Aujourd'hui, TAMA ne participe plus aux observations, sa sensibilité étant trop limitée par rapport aux plus grands détecteurs LIGO et Virgo. Il est cependant toujours utilisé afin de tester de nouvelles technologies[11].
Instrument
Comme les autres détecteurs d'ondes gravitationnelles actuels, TAMA 300 s'appuie sur l'interférométrie de Michelson. Il possède des bras de 300 m de long. Il est situé sur le campus de l'université de Mitaka, avec des bras situés dans des tunnels creusés à cet effet.

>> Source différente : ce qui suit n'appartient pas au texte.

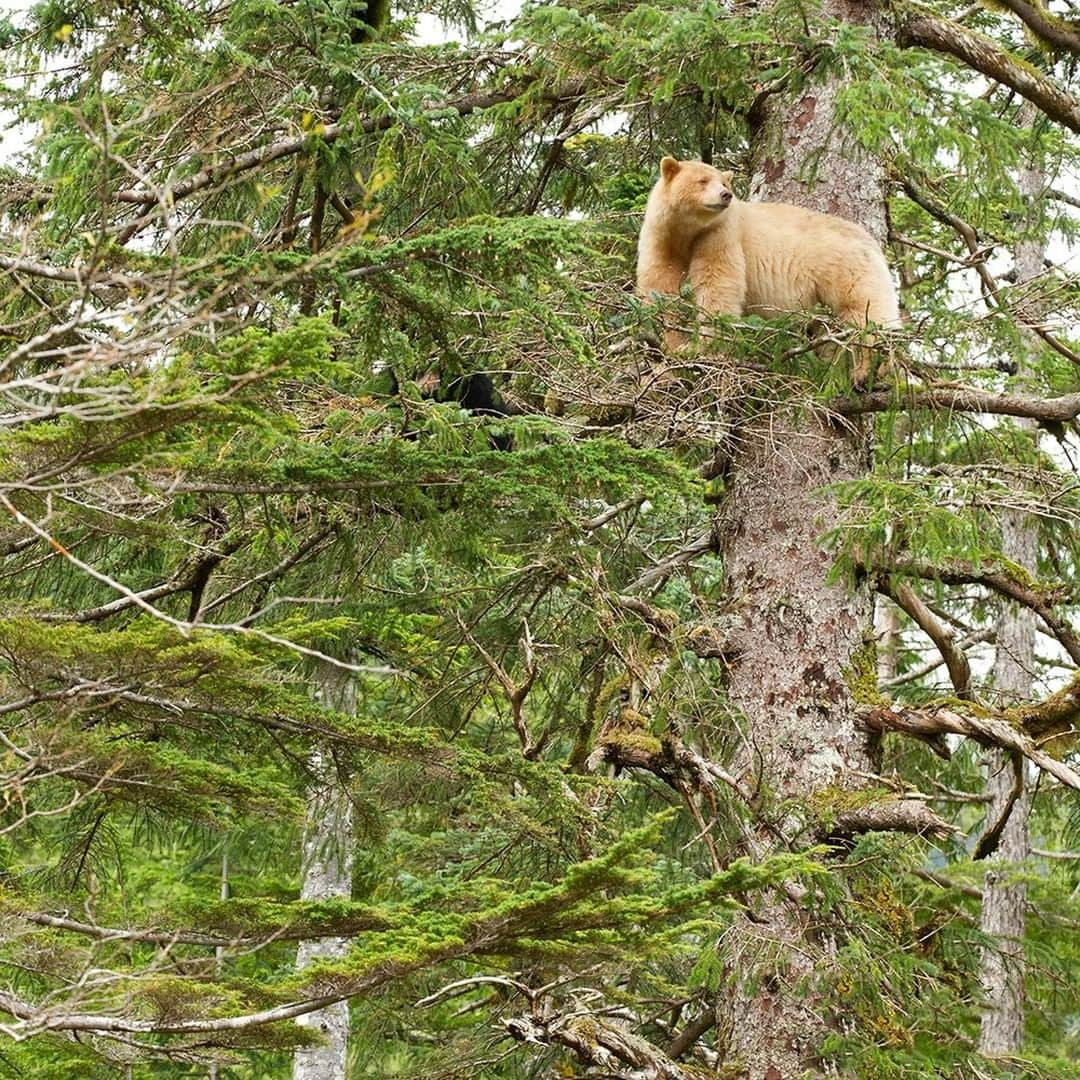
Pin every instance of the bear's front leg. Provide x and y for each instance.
(718, 280)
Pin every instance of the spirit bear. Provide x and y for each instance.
(757, 258)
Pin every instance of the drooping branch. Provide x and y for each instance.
(463, 105)
(988, 730)
(982, 54)
(961, 400)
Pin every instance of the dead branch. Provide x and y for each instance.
(987, 730)
(959, 670)
(1050, 29)
(597, 1042)
(960, 400)
(1039, 598)
(979, 52)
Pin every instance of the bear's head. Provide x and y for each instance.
(693, 190)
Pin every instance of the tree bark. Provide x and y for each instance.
(327, 872)
(799, 636)
(1001, 1029)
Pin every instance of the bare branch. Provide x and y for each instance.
(948, 719)
(1040, 599)
(598, 1042)
(892, 815)
(959, 670)
(215, 175)
(960, 400)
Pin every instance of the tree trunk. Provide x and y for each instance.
(327, 872)
(800, 637)
(1002, 915)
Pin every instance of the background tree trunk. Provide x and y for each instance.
(327, 872)
(1001, 1029)
(799, 635)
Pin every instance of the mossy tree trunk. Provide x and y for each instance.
(799, 635)
(327, 873)
(1002, 917)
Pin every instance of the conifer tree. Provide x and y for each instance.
(321, 368)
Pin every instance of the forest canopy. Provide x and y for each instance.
(397, 638)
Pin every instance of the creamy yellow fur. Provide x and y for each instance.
(756, 258)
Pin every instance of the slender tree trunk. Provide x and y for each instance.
(327, 872)
(1002, 914)
(800, 636)
(219, 952)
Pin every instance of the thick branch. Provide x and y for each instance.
(981, 53)
(961, 400)
(892, 815)
(1054, 31)
(987, 730)
(959, 670)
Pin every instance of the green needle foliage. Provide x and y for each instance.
(253, 259)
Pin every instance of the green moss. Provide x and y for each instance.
(861, 675)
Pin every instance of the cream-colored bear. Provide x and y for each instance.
(756, 258)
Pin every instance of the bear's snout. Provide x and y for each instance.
(721, 202)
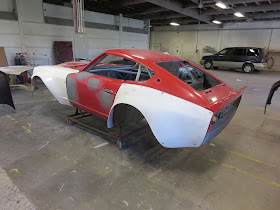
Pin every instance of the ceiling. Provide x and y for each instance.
(162, 12)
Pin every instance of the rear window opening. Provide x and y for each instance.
(192, 76)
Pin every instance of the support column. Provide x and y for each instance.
(120, 30)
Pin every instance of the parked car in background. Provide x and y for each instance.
(248, 59)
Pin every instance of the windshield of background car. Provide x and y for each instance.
(120, 68)
(189, 74)
(228, 51)
(252, 52)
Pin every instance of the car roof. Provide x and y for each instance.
(147, 55)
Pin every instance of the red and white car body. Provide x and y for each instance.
(184, 105)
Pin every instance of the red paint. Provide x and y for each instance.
(162, 81)
(89, 99)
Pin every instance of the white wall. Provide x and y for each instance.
(30, 34)
(188, 41)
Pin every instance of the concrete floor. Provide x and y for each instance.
(58, 166)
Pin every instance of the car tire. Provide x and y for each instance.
(208, 64)
(248, 68)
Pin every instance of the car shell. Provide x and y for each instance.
(237, 61)
(178, 115)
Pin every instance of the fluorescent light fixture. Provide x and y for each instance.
(221, 5)
(216, 22)
(174, 24)
(238, 14)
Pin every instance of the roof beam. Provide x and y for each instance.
(161, 17)
(243, 9)
(241, 1)
(177, 7)
(146, 11)
(167, 22)
(268, 15)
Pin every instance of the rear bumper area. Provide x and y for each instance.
(223, 117)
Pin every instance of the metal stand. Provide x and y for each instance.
(79, 114)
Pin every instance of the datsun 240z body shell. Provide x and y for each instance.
(178, 114)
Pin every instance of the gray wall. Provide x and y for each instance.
(31, 33)
(188, 41)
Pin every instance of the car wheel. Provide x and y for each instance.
(248, 68)
(208, 64)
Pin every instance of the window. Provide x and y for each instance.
(120, 68)
(252, 52)
(228, 51)
(191, 75)
(239, 51)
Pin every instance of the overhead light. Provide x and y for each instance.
(216, 22)
(221, 5)
(174, 24)
(238, 14)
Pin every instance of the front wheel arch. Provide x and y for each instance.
(208, 64)
(248, 68)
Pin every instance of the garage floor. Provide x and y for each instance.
(58, 166)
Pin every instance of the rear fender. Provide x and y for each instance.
(174, 122)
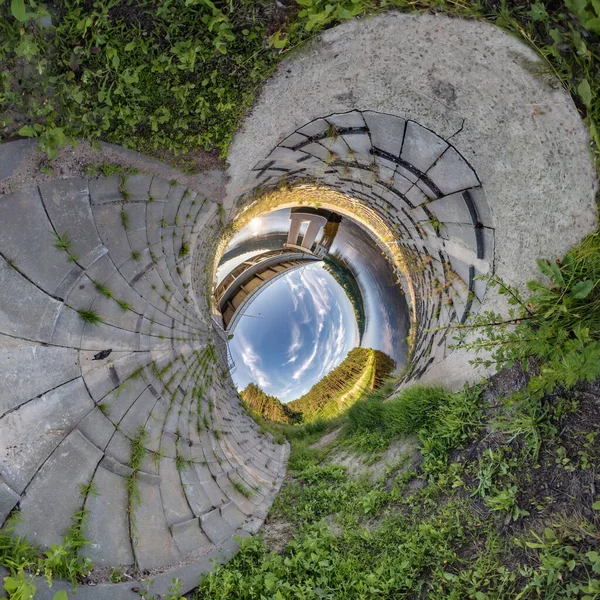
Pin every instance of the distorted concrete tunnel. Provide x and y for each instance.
(436, 135)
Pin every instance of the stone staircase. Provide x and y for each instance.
(115, 397)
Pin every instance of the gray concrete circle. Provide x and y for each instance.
(456, 93)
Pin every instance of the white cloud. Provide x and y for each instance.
(252, 360)
(295, 345)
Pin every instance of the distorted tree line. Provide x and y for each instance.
(325, 397)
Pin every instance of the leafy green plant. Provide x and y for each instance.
(558, 325)
(90, 316)
(124, 219)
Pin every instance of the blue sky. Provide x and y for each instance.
(306, 328)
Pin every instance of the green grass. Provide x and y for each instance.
(23, 560)
(242, 489)
(409, 412)
(103, 289)
(138, 451)
(355, 538)
(182, 77)
(125, 306)
(90, 316)
(124, 219)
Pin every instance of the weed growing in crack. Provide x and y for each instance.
(63, 242)
(90, 316)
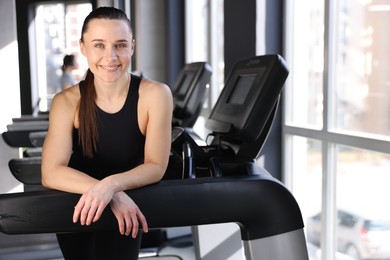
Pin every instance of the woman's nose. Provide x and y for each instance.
(110, 51)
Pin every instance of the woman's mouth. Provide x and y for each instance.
(110, 68)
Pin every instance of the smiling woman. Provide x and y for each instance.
(107, 134)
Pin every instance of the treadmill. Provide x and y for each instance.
(217, 183)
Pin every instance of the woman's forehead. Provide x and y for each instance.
(108, 28)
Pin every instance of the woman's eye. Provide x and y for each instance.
(121, 46)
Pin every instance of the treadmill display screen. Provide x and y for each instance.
(185, 83)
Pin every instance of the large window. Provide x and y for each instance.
(337, 124)
(56, 33)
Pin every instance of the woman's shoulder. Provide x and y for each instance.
(150, 87)
(68, 98)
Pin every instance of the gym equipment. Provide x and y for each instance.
(189, 93)
(218, 183)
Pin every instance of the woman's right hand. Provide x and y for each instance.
(128, 214)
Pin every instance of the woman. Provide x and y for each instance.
(107, 134)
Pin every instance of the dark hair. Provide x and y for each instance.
(88, 120)
(68, 61)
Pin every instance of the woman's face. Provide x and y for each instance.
(108, 46)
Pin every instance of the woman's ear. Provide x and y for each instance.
(82, 47)
(132, 46)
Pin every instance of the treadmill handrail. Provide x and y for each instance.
(259, 204)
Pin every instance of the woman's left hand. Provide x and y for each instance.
(91, 205)
(128, 214)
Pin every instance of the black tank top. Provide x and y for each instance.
(121, 144)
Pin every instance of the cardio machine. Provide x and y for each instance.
(221, 182)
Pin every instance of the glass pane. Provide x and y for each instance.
(362, 78)
(306, 158)
(305, 83)
(363, 224)
(57, 33)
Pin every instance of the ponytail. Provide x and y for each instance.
(88, 121)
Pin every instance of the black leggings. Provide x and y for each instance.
(99, 245)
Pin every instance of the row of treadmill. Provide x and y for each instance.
(207, 181)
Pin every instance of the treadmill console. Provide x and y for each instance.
(239, 122)
(251, 91)
(189, 93)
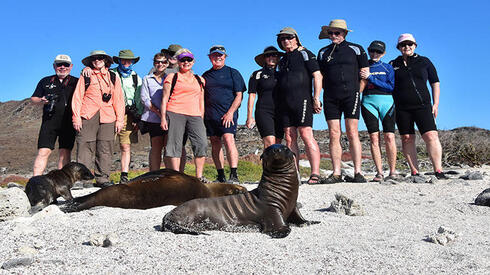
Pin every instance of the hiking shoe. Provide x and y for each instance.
(358, 178)
(123, 180)
(441, 176)
(103, 184)
(332, 179)
(233, 179)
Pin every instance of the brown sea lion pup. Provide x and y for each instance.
(153, 189)
(44, 190)
(268, 208)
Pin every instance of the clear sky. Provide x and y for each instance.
(453, 34)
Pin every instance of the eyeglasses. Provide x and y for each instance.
(186, 59)
(64, 64)
(98, 57)
(404, 44)
(286, 37)
(332, 33)
(375, 51)
(164, 62)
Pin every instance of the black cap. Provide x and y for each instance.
(377, 45)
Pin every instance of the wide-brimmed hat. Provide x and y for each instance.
(88, 62)
(287, 30)
(171, 50)
(260, 59)
(126, 54)
(336, 23)
(405, 37)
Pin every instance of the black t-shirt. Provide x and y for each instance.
(63, 92)
(411, 90)
(340, 65)
(263, 82)
(295, 76)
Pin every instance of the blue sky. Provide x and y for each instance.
(454, 35)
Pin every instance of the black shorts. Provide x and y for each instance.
(215, 128)
(268, 123)
(300, 115)
(334, 107)
(153, 128)
(48, 134)
(423, 117)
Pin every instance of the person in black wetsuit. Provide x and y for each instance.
(413, 103)
(341, 63)
(54, 93)
(298, 68)
(263, 83)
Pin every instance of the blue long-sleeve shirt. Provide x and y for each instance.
(381, 79)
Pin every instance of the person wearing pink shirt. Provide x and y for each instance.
(98, 113)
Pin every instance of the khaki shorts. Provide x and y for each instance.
(128, 135)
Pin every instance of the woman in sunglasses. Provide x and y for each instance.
(377, 104)
(182, 112)
(151, 97)
(413, 103)
(263, 83)
(98, 112)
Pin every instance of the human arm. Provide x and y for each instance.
(436, 91)
(317, 89)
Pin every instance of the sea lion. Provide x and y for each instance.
(153, 189)
(44, 190)
(268, 208)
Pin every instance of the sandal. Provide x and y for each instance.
(314, 179)
(378, 178)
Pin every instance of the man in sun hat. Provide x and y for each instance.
(131, 86)
(341, 63)
(54, 93)
(223, 93)
(297, 70)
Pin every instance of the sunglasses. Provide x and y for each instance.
(164, 62)
(404, 44)
(335, 32)
(98, 57)
(375, 51)
(286, 37)
(64, 64)
(186, 59)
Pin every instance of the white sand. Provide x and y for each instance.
(388, 240)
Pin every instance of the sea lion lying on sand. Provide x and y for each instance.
(44, 190)
(268, 208)
(153, 189)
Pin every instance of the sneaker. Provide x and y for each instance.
(333, 179)
(103, 184)
(233, 179)
(357, 178)
(124, 179)
(441, 176)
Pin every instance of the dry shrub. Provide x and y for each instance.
(466, 145)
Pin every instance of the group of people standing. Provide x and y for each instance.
(174, 105)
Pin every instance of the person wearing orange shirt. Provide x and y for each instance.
(98, 113)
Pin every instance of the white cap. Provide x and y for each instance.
(62, 58)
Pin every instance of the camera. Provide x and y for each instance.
(51, 106)
(106, 97)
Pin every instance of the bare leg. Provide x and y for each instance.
(376, 152)
(434, 149)
(334, 146)
(125, 156)
(390, 145)
(291, 136)
(311, 148)
(351, 126)
(41, 161)
(410, 152)
(217, 152)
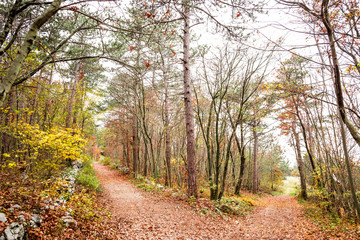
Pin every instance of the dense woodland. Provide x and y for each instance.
(132, 81)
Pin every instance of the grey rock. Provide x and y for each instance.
(15, 231)
(3, 217)
(21, 218)
(69, 221)
(13, 207)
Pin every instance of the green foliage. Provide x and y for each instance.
(87, 177)
(235, 205)
(43, 152)
(146, 187)
(112, 163)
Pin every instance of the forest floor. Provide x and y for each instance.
(143, 215)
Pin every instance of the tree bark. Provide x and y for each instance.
(189, 118)
(13, 72)
(300, 165)
(70, 104)
(167, 137)
(255, 168)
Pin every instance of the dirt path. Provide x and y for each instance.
(146, 217)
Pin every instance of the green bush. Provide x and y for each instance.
(87, 177)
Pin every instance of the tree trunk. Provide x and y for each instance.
(70, 104)
(300, 165)
(340, 101)
(189, 118)
(167, 138)
(241, 149)
(135, 143)
(12, 74)
(255, 167)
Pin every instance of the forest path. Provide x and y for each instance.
(144, 216)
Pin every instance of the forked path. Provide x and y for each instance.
(144, 216)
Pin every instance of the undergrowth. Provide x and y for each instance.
(87, 176)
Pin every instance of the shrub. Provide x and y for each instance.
(87, 177)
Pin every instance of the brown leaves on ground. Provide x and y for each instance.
(145, 216)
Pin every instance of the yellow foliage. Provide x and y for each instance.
(44, 151)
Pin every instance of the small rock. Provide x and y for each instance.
(15, 231)
(160, 186)
(21, 218)
(69, 221)
(36, 220)
(12, 208)
(3, 217)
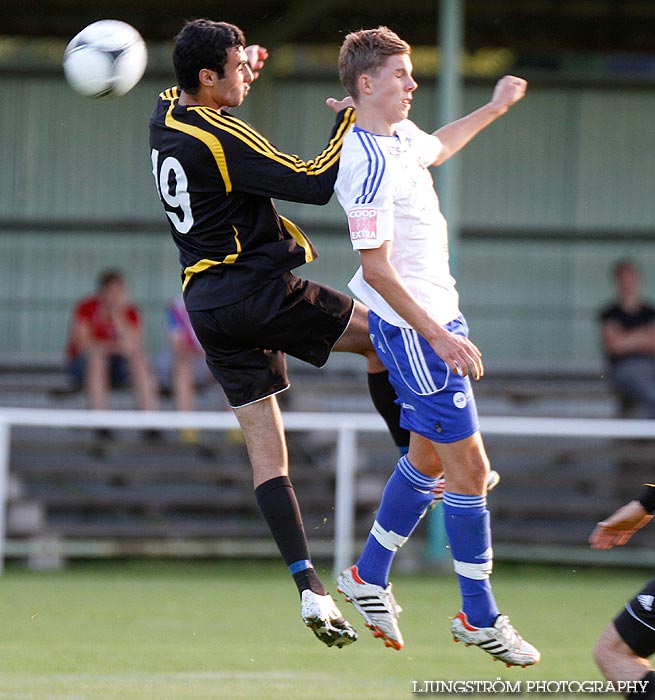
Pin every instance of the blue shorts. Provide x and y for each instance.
(435, 402)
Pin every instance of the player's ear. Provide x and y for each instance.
(364, 84)
(206, 77)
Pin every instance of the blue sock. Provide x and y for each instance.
(406, 497)
(467, 526)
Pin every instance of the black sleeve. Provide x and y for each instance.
(258, 167)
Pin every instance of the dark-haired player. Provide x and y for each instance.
(216, 176)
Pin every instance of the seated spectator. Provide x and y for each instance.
(628, 340)
(105, 346)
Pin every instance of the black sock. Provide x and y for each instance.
(277, 501)
(649, 693)
(384, 399)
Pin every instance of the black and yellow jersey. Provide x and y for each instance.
(215, 176)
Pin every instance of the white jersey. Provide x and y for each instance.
(387, 192)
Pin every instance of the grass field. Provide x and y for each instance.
(231, 630)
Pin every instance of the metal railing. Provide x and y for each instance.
(346, 426)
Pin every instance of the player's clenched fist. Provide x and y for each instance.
(509, 90)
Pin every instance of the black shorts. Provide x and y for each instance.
(246, 342)
(636, 623)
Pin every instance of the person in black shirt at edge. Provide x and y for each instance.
(623, 648)
(216, 176)
(628, 339)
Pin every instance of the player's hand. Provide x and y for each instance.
(508, 91)
(257, 56)
(459, 353)
(338, 105)
(619, 527)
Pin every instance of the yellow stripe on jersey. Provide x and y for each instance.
(205, 263)
(299, 237)
(258, 143)
(208, 139)
(170, 94)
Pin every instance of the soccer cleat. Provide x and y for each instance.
(492, 482)
(502, 641)
(375, 604)
(321, 615)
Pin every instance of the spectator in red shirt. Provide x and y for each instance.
(105, 347)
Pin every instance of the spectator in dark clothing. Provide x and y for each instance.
(628, 339)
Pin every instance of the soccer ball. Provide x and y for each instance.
(107, 58)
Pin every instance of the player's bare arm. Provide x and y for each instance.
(619, 527)
(454, 136)
(459, 353)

Ses miroirs principaux (situés à chaque bout des bras pour former des cavités de Fabry-Pérot) sont faits de verre de quartz, et mesurent 10 cm de diamètre pour une épaisseur de 6 cm ; ils sont suspendus par un double pendule complété d'un « pendule en X[12] » afin d'atténuer le bruit sismique. Comme les détecteurs actuels, il intègre un miroir de recyclage de puissance, qui réinjecte la lumière s'échappant de l'interféromètre dans le but d'atteindre des puissances plus élevées. Les optiques de l'interféromètre sont placées dans un ultravide atteignant une pression de 10⁻⁶ pascals. L'interféromètre est alimenté par un laser Nd-YAG d'une puissance de 10 W[2].
La portée de l'interféromètre (indiquant la distance à laquelle une binaire d'étoiles à neutrons de référence peut être détectée avec un rapport signal sur bruit de 8) était autour des 40 kpc, à comparer avec les plusieurs dizaines de Mpc des détecteurs actuels[2].